The boy paused and the men leaned forward further. He had them now, better than any skop. I marvelled at the seidr spell he wove round the fire, even as I was wary of it. How did he know this story? It was certain Klerkon never tucked him in at night with such tales and his foster-father had died when he was young. Maybe his mother had, before she turned her head to the wall.

‘Everywhere he went he carried his board under his arm,’ the boy went on. ‘Then, one day, he met some men from the next village up, making charcoal around a small fire. “Where in this country of yours can a man get wood?” the charcoal burners asked. “Why, here is wood,” the boy said. And he gave them the fine tafl board, which they put into the fire. As it went up in flames, the boy began to cry. “Do not make such fash,” the charcoal burners said, and they gave him a fine new seax in place of the game board.’

‘That was a good trade,’ growled Red Njal from out of the shadows. ‘A boy will get more use from a good seax than a tafl board. That and the forest is the best teacher for a boy, as my granny used to say.’

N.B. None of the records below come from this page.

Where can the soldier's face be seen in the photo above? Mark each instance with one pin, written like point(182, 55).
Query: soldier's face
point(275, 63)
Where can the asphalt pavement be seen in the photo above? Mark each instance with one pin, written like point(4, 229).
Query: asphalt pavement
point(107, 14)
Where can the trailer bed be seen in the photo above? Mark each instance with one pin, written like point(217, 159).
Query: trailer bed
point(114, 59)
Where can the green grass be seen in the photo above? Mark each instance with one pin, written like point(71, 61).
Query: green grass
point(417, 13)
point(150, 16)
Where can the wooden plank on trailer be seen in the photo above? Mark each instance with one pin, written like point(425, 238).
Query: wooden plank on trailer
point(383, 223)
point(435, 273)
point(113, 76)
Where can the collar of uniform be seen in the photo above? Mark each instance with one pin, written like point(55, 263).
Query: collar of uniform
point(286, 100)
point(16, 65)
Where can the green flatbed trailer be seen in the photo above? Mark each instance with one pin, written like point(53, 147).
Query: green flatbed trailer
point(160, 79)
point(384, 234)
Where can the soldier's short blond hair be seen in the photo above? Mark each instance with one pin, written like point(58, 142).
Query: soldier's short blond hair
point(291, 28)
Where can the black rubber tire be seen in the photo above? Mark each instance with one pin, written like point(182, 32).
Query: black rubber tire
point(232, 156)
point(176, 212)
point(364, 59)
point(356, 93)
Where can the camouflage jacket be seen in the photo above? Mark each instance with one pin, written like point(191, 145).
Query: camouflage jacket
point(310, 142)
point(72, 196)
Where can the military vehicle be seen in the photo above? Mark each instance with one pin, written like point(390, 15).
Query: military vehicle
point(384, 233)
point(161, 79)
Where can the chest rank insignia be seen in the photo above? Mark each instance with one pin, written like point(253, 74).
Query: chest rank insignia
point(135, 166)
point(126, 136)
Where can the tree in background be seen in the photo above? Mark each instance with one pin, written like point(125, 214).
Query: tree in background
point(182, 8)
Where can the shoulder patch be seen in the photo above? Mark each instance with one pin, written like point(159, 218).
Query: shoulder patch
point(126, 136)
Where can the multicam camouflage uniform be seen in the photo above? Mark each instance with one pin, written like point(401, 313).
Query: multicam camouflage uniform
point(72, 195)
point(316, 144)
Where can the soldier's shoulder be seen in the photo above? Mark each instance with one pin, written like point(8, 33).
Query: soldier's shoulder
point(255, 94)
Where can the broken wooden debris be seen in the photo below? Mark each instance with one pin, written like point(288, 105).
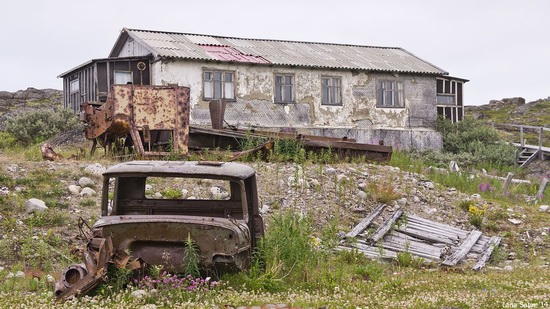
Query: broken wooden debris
point(464, 248)
point(491, 245)
point(424, 239)
point(383, 229)
point(359, 228)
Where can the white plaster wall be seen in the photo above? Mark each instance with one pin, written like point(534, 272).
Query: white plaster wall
point(255, 82)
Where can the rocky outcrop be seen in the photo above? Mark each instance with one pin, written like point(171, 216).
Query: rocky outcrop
point(14, 103)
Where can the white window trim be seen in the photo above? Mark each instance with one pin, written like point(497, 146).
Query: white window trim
point(400, 91)
point(331, 89)
point(284, 85)
point(224, 85)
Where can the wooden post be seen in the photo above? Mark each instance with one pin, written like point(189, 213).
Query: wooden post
point(541, 155)
point(543, 184)
point(521, 141)
point(507, 183)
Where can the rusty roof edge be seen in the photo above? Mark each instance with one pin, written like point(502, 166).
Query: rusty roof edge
point(444, 72)
point(124, 35)
point(102, 59)
point(270, 40)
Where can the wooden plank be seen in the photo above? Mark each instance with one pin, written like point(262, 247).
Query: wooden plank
point(507, 182)
point(543, 184)
point(491, 245)
point(464, 248)
point(371, 252)
point(427, 235)
point(365, 222)
point(384, 228)
point(445, 227)
point(400, 242)
point(439, 230)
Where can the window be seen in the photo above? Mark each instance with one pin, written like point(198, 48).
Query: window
point(284, 88)
point(218, 85)
point(331, 91)
point(123, 77)
point(74, 86)
point(390, 94)
point(446, 92)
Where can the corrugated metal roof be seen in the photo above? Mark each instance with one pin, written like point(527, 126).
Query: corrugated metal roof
point(286, 53)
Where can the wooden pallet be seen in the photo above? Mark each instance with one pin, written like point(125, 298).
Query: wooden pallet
point(424, 239)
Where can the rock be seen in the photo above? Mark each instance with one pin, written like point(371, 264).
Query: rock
point(314, 183)
point(429, 185)
point(138, 294)
point(453, 167)
point(74, 189)
point(430, 210)
point(86, 182)
point(87, 192)
point(4, 191)
point(341, 178)
point(35, 205)
point(402, 202)
point(95, 169)
point(264, 209)
point(475, 196)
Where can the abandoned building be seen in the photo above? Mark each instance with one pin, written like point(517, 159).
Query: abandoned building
point(366, 93)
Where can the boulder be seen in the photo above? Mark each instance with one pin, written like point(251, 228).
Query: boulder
point(86, 182)
point(87, 192)
point(35, 205)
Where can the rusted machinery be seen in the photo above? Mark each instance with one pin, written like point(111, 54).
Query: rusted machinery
point(146, 120)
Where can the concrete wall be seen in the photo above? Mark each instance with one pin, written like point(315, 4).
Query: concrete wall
point(404, 128)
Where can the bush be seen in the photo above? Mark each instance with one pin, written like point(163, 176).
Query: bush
point(475, 142)
point(37, 126)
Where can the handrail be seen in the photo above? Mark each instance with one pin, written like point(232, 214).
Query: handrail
point(522, 126)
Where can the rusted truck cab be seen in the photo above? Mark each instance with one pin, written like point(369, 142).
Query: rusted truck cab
point(151, 209)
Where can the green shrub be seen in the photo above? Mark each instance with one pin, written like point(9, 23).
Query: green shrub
point(7, 140)
point(37, 126)
point(475, 142)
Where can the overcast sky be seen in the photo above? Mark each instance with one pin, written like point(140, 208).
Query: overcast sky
point(501, 46)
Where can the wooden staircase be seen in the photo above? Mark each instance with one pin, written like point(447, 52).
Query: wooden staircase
point(526, 156)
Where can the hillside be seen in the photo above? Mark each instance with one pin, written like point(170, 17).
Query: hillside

They shushed him and Olaf shifted to be more comfortable.

‘The boy took the knife and went away with his sheep,’ he went on. ‘As he wandered he came to a place where a man was digging a big stone out of his field, so that he could plough it. “The ground is hard,” the man said. “Lend me your seax to dig with.” The boy gave the man the seax, but the man dug so vigorously with it that it broke. “Ah, what has become of my knife?” the boy wailed. “Quiet yourself,” the man said. “Take this spear in its place.” And he gave the boy a beautiful spear, trimmed with silver and copper.’

A few chuckled, seeing where the story was going and others asked where a farmer who could not afford a decent shovel got a silver-trimmed spear – but they were quickly silenced by the others.

‘The boy went away with his sheep and his spear,’ little Olaf continued. ‘He met a party of hunters. When they saw him one of them said: “Lend me your spear, so that we may kill the deer we are trailing.” So the boy did.’

‘Piss poor hunters,’ muttered Kvasir, ‘without a spear between them.’

Thorgunna glared her worst glare at him.

‘Oho,’ chuckled Finn. ‘There’s a look to sink ships. This is why you should not take a wife out on the vik.’